2.5 To form a bridge community that will be able to guide our ministry forward

We do not know how to minster to those to whom we are being sent.  Therefore we need to learn together with them how to minister to them, and how to receive ministry from them.  By plunging into communities the invaluable bridge communities are formed that guide us forward.
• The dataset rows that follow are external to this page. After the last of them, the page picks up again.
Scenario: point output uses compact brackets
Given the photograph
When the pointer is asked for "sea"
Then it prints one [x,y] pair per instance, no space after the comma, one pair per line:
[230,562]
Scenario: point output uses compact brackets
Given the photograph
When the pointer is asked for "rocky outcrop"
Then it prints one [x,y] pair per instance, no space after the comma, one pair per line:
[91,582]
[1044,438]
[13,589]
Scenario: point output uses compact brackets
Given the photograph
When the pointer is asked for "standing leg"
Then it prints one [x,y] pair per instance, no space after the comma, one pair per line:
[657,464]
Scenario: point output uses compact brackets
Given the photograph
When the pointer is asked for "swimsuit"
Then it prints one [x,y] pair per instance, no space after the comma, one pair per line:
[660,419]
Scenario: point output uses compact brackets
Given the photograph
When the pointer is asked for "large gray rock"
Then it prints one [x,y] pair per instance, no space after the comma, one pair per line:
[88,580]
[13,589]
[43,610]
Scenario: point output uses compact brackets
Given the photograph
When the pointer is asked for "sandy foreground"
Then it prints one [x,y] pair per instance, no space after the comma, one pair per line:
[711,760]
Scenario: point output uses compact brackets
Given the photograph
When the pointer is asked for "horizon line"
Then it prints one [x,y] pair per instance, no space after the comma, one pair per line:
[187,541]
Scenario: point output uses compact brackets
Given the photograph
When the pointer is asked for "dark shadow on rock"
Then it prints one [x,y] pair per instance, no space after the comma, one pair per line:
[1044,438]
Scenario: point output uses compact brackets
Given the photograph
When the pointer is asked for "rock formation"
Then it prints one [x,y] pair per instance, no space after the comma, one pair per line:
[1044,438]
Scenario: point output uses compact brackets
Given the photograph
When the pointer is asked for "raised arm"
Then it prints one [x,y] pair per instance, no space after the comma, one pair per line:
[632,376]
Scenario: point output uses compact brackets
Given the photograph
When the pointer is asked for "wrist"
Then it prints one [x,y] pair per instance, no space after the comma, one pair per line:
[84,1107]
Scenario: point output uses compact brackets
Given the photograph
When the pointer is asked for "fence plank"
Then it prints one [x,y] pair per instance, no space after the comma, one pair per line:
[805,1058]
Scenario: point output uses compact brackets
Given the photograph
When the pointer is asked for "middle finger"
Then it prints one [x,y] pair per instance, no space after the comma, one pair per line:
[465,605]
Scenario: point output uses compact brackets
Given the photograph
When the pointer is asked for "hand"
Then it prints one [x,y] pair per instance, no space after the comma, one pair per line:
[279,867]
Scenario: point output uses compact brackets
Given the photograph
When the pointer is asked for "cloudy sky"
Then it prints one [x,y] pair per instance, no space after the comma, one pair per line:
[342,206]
3. THE GOSPEL AND PLUNGING

3.1  The plot of the gospel

According to Luke 10 the peace of Jesus is extended by strangers entering a world, a city, a place, a house, where a harvest has been prepared in advance by the Father and the Holy Spirit. 
The plot of the Gospel is the Holy Community, the Holy Trinity, sending the Son as a stranger into the world to bring us into communion with God.  We partake in that mission when we are taken up into this ever expanding search of God to extend this communion.
To plunge is therefore at the heart of the Gospel.  When Jesus originally sent the first disciples into the world my forebears were living in Europe, far from God.  It was by plunging, and plunging, stretching over centuries, that new community was formed.
That dynamic repeats itself over and over as we take part in the dynamic crossing of boundaries wherever we are.

3.2 Taming the gospel?

We can tame the gospel by institutionalising it, by making it our way of caring for existing members.  It often happens in congregations.  We exchange the dynamic character of the gospel for the idol of mutual care for existing members.  Mutual, Christian care is part and parcel of the gospel.  But it is not the whole gospel.
The danger is that we may use the gospel to further the church’s institutional interests by changing it into a way of caring for one another.
It reminds me of our dog, a Belgian Shepherd, called Zoë.  She looks like a wolf – to some extend – but she is domesticated, tame.  We may domesticate the gospel, which turns the gospel into pseudo-good news to those fortunate enough to be included in or company.  By plunging we re-connect to the wild gospel, the gospel that never respects any border or boundary, but sweeps us into companionship with strangers, in order for us to meet God.
STORY:  ZOË, THE BELGIAN SHEPHERD

4. THE BIGGER PICTURE OF PLUNGING

As a way of taking up ministry, plunging is part of a way is understanding that is vastly different from the traditional way we do theology and practise ministry.
We are trained to work with a theory – application model.  You need to see the truth, you need to have a good theory about ministry, and then you apply it.  You have a vision of the “true”, ideal church, and then you do “true church” at ground level.
This type of approach goes back over centuries and is deeply rooted in Western thought.  It reminds me of the metaphor the Greek philosopher Plato, used in his Republic-dialogue, likening us to prisoners being chained in a cave.  Behind us people are carrying stuff around, and a big fire is burning in the mouth of the cave.  We see only shadows against the walls of the cave, and we take the shadows for reality.  We need to be released from our chains, we need to walk in the light to see the real truth, in order for us to apply truth, in this case in the governance of the city.
It is first about theoretical seeing, and then applying it.  This model is the death in the pot for missional ministry.  It is this model that isolates us from real, vibrating, pulsing life, and which isolates us from God in our midst.
Plunging is part of a model of doing ministry that we may call an emergent model.  In an emergent model, the rhythm is doing – reflecting – doing – reflecting.  It is dwelling in the world (plunging) and reflecting (dwelling in the Word).  It is about the Christian community seeking for God’s guidance by reflecting with the Word in one hand and the world (community) God is sending us to in the other hand, reflecting about our Christian identity and God’s preferred future for us.  And then to follow God into that unchartered future, while we keep on doing and reflecting.
In this model mistakes are important.  We need to give one another permission to take the risk of making mistakes.  By reflecting on our mistakes, we grow, and we learn.
Welcome to the dynamic, adventurous world of plunging!